Source code for higra.algo.tree_monotonic_regression

############################################################################
# Copyright ESIEE Paris (2020)                                             #
#                                                                          #
# Contributor(s) : Benjamin Perret                                         #
#                                                                          #
# Distributed under the terms of the CECILL-B License.                     #
#                                                                          #
# The full license is in the file LICENSE, distributed with this software. #
############################################################################

import higra as hg
import numpy as np



[docs]
def tree_monotonic_regression(tree, altitudes, mode, weights=None):
    """
    Monotonic regression on the given tree altitudes. Computes new altitudes ``naltitudes`` that are *close* to the given
    :attr:`altitudes` and that are increasing for the given :attr:`tree`: i.e. for any nodes :math:`i, j` such that
    :math:`j` is an ancestor of :math:`i`, then :math:`naltitudes[i] \leq naltitudes[j]`.

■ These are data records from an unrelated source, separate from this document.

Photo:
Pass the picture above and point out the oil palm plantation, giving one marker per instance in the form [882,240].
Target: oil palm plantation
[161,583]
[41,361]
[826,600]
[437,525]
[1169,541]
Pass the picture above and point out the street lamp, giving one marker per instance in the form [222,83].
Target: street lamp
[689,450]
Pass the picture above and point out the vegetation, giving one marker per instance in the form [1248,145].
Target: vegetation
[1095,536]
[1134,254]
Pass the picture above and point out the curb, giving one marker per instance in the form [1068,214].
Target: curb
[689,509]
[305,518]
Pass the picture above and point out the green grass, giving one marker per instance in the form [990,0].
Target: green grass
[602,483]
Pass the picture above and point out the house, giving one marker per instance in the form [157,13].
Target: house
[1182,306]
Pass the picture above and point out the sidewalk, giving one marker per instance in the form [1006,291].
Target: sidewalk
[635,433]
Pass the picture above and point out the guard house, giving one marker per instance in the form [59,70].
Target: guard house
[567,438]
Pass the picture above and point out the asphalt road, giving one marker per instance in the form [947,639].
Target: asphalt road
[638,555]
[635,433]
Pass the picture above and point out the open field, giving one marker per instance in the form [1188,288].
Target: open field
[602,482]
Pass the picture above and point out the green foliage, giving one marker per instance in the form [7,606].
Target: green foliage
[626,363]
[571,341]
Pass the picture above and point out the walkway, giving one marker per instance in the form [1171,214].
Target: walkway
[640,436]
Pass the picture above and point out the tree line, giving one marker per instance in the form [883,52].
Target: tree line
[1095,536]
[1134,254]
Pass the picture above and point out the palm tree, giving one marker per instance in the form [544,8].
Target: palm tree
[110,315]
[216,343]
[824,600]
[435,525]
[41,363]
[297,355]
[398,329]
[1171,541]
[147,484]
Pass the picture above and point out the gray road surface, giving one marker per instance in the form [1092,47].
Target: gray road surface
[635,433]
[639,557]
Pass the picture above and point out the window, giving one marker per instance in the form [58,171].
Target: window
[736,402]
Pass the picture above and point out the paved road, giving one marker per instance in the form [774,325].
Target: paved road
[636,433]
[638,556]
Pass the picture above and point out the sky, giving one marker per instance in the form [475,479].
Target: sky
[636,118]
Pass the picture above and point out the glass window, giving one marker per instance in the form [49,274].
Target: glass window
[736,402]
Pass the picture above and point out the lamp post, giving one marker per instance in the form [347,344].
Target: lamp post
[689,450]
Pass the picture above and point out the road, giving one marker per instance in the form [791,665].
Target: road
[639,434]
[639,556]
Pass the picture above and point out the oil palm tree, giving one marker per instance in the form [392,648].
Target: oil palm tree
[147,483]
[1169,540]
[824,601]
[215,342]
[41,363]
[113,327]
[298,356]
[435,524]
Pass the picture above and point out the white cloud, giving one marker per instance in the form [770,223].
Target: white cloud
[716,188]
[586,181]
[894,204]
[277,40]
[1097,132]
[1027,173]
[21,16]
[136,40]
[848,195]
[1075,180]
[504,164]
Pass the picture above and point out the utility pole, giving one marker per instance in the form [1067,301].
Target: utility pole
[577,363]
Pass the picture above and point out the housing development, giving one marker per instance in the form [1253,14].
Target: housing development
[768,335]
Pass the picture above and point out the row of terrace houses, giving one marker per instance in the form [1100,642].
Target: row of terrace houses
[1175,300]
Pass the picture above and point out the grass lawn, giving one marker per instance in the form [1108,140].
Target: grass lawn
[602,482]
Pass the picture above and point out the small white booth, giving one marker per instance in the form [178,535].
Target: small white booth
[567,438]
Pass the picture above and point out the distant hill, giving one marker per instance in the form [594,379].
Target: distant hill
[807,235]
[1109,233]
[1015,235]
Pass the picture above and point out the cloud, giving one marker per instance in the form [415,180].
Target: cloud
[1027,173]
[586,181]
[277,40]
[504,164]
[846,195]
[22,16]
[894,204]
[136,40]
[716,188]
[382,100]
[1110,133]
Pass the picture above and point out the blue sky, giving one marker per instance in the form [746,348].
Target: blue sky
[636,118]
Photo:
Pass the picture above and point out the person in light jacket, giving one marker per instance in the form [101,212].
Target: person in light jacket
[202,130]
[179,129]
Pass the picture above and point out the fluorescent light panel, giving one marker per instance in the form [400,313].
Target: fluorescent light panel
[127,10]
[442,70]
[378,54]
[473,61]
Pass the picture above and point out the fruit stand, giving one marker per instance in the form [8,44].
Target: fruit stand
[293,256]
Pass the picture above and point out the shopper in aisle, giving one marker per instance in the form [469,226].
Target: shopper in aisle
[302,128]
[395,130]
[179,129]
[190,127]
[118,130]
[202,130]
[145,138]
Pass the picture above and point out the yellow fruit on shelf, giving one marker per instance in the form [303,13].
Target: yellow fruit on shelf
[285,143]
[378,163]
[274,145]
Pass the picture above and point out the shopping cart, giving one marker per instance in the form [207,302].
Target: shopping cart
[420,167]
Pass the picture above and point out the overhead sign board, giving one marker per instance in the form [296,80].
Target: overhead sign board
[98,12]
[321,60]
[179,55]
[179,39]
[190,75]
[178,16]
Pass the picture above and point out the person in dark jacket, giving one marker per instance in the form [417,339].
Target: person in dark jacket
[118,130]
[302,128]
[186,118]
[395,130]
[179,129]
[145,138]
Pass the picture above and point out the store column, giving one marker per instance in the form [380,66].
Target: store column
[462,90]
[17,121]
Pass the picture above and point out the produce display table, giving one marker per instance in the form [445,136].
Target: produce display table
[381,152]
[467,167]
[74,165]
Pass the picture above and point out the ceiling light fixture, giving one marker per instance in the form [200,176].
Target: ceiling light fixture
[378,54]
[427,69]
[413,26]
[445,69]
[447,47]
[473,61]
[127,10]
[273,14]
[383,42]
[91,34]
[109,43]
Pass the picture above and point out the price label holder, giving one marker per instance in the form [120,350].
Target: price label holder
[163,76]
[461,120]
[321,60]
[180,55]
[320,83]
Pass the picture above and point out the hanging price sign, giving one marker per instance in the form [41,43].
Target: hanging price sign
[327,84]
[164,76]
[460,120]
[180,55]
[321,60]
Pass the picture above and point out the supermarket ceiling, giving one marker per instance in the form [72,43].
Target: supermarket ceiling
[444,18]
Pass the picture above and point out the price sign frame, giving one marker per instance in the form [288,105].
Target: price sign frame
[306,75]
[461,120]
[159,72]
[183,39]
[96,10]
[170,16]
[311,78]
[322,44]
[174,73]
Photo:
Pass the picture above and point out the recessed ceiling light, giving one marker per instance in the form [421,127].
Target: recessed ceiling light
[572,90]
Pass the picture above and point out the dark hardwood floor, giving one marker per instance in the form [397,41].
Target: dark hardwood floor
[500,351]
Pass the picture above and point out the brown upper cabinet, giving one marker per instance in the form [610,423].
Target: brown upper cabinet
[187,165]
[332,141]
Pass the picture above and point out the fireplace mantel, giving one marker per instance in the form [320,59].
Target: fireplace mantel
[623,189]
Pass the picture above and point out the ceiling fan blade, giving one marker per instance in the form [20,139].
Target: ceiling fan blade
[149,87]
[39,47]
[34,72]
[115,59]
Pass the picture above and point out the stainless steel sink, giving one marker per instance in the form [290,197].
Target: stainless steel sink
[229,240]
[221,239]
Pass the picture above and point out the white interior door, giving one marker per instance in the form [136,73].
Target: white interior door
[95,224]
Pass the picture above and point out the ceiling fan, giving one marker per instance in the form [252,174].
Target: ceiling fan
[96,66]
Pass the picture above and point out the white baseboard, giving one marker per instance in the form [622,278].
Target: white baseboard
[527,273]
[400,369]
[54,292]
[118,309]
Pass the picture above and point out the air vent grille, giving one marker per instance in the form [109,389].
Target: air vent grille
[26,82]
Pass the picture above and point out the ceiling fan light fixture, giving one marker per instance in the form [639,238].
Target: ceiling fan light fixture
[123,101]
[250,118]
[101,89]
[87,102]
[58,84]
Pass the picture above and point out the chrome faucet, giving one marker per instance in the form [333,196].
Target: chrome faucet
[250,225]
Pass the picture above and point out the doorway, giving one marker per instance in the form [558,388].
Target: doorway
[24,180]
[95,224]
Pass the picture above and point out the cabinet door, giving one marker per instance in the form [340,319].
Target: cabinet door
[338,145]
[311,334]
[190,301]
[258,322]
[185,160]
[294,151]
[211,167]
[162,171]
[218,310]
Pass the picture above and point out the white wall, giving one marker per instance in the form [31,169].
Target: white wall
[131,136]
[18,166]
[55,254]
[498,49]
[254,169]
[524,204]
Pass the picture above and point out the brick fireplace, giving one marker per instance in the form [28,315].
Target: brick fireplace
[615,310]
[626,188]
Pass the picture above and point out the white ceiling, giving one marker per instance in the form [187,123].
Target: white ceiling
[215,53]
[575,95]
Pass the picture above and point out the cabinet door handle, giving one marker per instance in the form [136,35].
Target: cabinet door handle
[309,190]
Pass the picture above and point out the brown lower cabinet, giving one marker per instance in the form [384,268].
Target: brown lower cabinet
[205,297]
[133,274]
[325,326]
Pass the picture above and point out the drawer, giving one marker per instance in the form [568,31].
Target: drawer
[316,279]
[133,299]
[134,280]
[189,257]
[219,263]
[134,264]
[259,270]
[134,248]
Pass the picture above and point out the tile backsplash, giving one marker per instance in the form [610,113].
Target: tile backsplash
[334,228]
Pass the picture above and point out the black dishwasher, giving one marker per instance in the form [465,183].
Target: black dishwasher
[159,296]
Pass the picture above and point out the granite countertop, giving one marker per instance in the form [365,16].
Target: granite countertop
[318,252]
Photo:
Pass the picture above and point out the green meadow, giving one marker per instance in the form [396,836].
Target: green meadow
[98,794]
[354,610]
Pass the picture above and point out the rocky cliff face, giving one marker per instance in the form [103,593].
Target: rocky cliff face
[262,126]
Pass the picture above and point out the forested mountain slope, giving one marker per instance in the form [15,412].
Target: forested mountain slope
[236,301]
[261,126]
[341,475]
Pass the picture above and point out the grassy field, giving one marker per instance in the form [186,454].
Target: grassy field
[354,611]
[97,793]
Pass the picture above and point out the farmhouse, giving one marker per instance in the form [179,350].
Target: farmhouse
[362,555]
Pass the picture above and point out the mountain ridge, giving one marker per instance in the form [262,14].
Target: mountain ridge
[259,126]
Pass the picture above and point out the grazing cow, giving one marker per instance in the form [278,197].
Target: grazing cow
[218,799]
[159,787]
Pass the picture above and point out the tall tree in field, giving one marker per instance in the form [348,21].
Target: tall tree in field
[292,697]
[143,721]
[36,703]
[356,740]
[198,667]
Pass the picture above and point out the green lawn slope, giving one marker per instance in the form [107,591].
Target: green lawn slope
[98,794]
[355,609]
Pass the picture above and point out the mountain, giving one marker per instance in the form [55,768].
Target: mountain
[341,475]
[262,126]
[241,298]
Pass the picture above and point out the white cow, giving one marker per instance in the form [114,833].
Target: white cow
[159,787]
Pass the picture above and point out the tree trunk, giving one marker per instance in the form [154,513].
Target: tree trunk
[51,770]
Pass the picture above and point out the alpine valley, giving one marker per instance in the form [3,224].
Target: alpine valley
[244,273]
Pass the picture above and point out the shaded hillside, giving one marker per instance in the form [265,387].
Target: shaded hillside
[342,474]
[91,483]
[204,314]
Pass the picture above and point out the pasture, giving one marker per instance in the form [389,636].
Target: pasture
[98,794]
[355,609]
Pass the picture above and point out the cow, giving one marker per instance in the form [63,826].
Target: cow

    The definition of *close* depends of the value of :attr:`mode`:

    - If :attr:`mode` is equal to ``"min"`` then ``naltitudes`` is the largest increasing function
      below :attr:`altitudes`.
    - If :attr:`mode` is equal to ``"max"`` then ``naltitudes`` is the smallest increasing function
      above :attr:`altitudes`.
    - If :attr:`mode` is equal to ``"least_square"`` then ``naltitudes`` minizes the following minization problem:

    .. math::

        naltitudes = \\arg \min_x \sum_i (weights[i] * (altitudes[i] - x[i])^2)

    such that ``naltitudes`` is increasing for :attr:`tree`.

    :Complexity:

    With :math:`n` the number of nodes in the :attr:`tree`:

    - For the modes ``"min"`` and ``"max"``, the runtime complexity is linear :math:`\mathcal{O}(n)`.
    - For the mode ``"least_square"``, the runtime complexity is linearithmic :math:`\mathcal{O}(n\log(n))` and the
      space complexity is linear  :math:`\mathcal{O}(n)`. The algorithm used is described in:

        P. Pardalos and G. Xue
        `'Algorithms for a Class of Isotonic Regression Problems.' <https://link.springer.com/article/10.1007/PL00009258>`_
        Algorithmica (1999) 23: 211. doi:10.1007/PL00009258

    :param tree: input tree
    :param altitudes: node altitudes of the input tree
    :param mode: the regression mode : ``"min"``, ``"max"``, or ``"least_square"``
    :param weights: node weights of the input tree (default to an array of 1s). This parameter is ignored
                    if :attr:`mode` is not ``"least_square"``.
    :return: a 1d array
    """
    if mode == "least_square":
        altitudes = hg.cast_to_dtype(altitudes, np.float64)

    if weights is None:
        return hg.cpp._tree_monotonic_regression(tree, altitudes, mode)
    else:
        return hg.cpp._tree_monotonic_regression(tree, altitudes, mode, weights)